Diyetisyen Müge Başer Bozok bu haftaki yazısında hamilelik döneminde yenilmemesi gereken gıdalardan bahsetti.
Belki de hayatınızın en güzel en heyecanlı haberini aldınız, içinizde bir canlı daha sizinle birlikte nefes alıyor, sizinle birlikte yaşıyor. Hamilelik dönemi her kadın için hayatı boyunca yaşadığı en özel dönemlerden biri. Çünkü bebek, anne rahminde annenin yedikleriyle beslenir, büyür ve gelişir. Dolayısıyla gebelik süresince sağlıklı bir bebeğin gelişimini sağlamak için annenin beslenmesinde özenli ve dikkatli olması gerekmektedir. Bu dönemde birçok besinin gereksinimi artarken birçok besinin de tüketiminde dikkatli olmak gerekiyor.
Konserve besinler, paketli ürünler kısacası işlenmiş besinler başta olmak üzere; çiğ ya da az pişmiş etler, pişmemiş yumurta ve bunun kullanıldığı besinler, bulaş ve hijyen riskinden dolayı dışarıda tüketilen çiğ salatalar, kas kasılmaları ve dolaşıma etkilerinden dolayı bitki çayları ve bazı baharatlar, kafein içeriklerinden dolayı kahve ve türleri, pastörize edilmemiş süt ve süt ürünlerine ve plesantaya geçebilecek ağır metalden dolayı aşırı balık tüketimine dikkat edilmelidir.
Nar ve limon gibi besinler hamilelere yasak değildir ancak dolaşım sistemi, kan akımına etkisi düşünüldüğünde normal porsiyonu aşmadan tüketilmesi önerilmektedir.
Sağlıklı beslenmede de en önemli kurallardan olan porsiyon kontrolü hamilelik döneminde de aynı şekilde geçerlidir.
Balık tüketimi de yasak gibi gösterilmektedir ancak midye gibi türler tüketilmediği ve haftada 2 yi aşmadığı sürece hamilelerin balık tüketmeye ve balıktan gelecek değerli besin öğelerine ihtiyaçları vardır.
Sakatat tüketiminde de deniz ürünlerinin tüketiminde de önemli nokta sıklık ve miktardır.

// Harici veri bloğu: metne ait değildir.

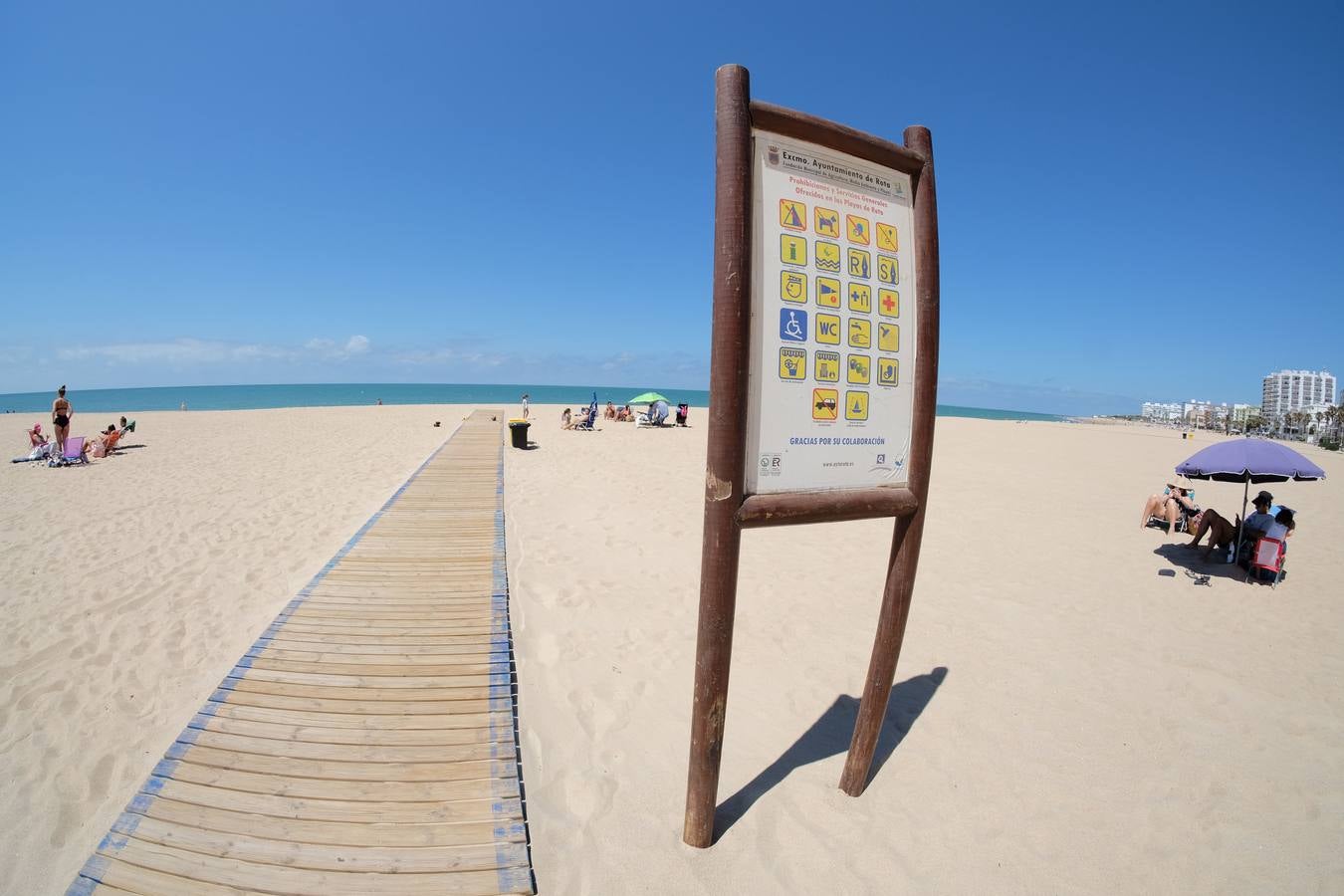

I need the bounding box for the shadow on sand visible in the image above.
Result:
[714,666,948,839]
[1153,543,1245,583]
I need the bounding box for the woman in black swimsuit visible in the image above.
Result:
[51,385,76,457]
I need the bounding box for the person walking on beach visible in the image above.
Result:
[51,385,76,457]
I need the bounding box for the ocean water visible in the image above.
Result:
[0,383,1064,420]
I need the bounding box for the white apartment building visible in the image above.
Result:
[1144,401,1182,423]
[1182,397,1228,427]
[1260,370,1336,420]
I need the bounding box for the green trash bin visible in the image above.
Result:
[508,420,531,449]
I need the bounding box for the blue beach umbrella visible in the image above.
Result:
[1176,439,1325,544]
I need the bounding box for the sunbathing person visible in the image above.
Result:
[1186,508,1236,560]
[85,423,121,457]
[1138,482,1199,535]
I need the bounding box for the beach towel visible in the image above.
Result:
[9,442,51,464]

Sakatatların aşırı tüketimi A vitamini içeriğinden dolayı teratojenik etki yaratabileceğinden bazı anomalilere neden olabilmektedir. Yarık damak-yarık dudak bunların bir örneğidir. Aynı şekilde ağır metal içeriği yüksek olan balık türlerinin içerdikleri ağır metalleri plesentaya geçtiğinden tüketimi kontrollü olmalıdır.

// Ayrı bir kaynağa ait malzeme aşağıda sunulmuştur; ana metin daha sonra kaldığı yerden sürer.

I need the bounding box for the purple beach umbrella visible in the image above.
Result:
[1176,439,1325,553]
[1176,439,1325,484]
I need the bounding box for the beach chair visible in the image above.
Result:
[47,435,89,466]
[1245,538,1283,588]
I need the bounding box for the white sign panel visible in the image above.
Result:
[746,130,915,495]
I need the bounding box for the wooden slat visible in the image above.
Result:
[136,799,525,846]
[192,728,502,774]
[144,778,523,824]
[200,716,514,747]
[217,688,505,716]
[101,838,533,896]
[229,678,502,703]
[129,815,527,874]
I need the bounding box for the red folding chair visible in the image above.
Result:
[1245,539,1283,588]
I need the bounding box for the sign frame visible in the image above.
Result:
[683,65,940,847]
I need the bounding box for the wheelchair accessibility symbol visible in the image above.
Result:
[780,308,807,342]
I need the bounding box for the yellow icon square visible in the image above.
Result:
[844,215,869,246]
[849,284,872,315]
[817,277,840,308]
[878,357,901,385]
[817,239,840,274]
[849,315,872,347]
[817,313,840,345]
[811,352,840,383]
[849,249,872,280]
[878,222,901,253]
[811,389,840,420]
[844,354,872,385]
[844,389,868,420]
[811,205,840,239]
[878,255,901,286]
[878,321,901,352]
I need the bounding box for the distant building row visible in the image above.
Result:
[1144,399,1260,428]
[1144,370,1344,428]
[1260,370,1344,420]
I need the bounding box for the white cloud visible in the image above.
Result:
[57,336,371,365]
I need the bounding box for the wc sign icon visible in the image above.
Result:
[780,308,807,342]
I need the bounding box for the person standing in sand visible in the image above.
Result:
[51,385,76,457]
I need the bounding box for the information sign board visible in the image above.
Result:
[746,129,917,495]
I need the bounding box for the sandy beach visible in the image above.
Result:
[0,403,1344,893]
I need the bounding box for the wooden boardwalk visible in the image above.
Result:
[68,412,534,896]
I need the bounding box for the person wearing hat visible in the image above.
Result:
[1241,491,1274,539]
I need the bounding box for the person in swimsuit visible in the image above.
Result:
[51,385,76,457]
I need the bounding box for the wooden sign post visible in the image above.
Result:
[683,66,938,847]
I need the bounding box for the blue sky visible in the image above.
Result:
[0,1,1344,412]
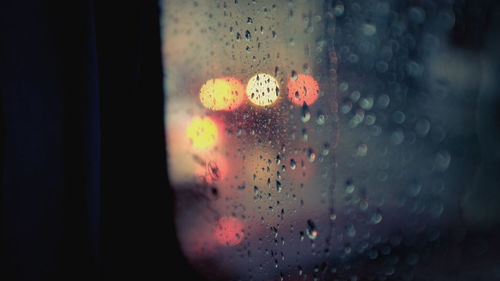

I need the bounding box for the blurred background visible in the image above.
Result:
[162,1,500,280]
[0,0,500,281]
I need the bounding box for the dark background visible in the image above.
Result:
[0,0,500,280]
[0,0,203,280]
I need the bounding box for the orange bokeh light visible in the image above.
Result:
[286,74,319,106]
[200,77,245,111]
[214,214,245,246]
[186,117,219,150]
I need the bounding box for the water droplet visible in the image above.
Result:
[276,180,282,192]
[346,224,356,237]
[306,220,318,240]
[245,30,252,41]
[276,154,281,165]
[392,110,406,124]
[434,150,451,172]
[333,2,344,17]
[391,130,405,145]
[307,148,316,163]
[300,102,311,123]
[345,183,356,194]
[370,210,382,224]
[415,119,431,137]
[316,113,326,125]
[361,23,377,36]
[377,94,391,109]
[359,97,374,110]
[356,143,368,157]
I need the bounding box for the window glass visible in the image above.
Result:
[162,0,498,280]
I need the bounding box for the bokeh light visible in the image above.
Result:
[186,117,219,149]
[215,214,245,246]
[200,77,245,111]
[286,74,319,106]
[247,73,280,106]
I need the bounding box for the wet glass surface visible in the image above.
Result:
[162,0,500,280]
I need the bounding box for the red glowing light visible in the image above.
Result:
[215,214,245,246]
[286,74,319,106]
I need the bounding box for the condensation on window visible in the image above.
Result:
[162,0,500,280]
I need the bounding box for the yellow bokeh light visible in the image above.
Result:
[247,73,280,106]
[200,77,245,110]
[186,117,219,149]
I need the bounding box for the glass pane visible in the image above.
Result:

Bahsettiğimiz bu besinler yasak olarak algılanmamalı ancak porsiyonu ve tüketim sıklığı planlanarak tüketilmelidir.
Bitki çayları konusunda da kafaların oldukça karışık olduğu bir dönemdir. Çok mecbur kalınmadığı sürece ıhlamur dışındaki hiçbir bitki çayı tüketilmemelidir. Mate, papatya, yeşil çay, beyaz çay, adaçayı ve diğer çayların tümü içerdikleri kafein, flavonoidler nedeniyle hamilelik tüketiminde metabolizmayı strese sokabileceğinden tüketilmemelidir.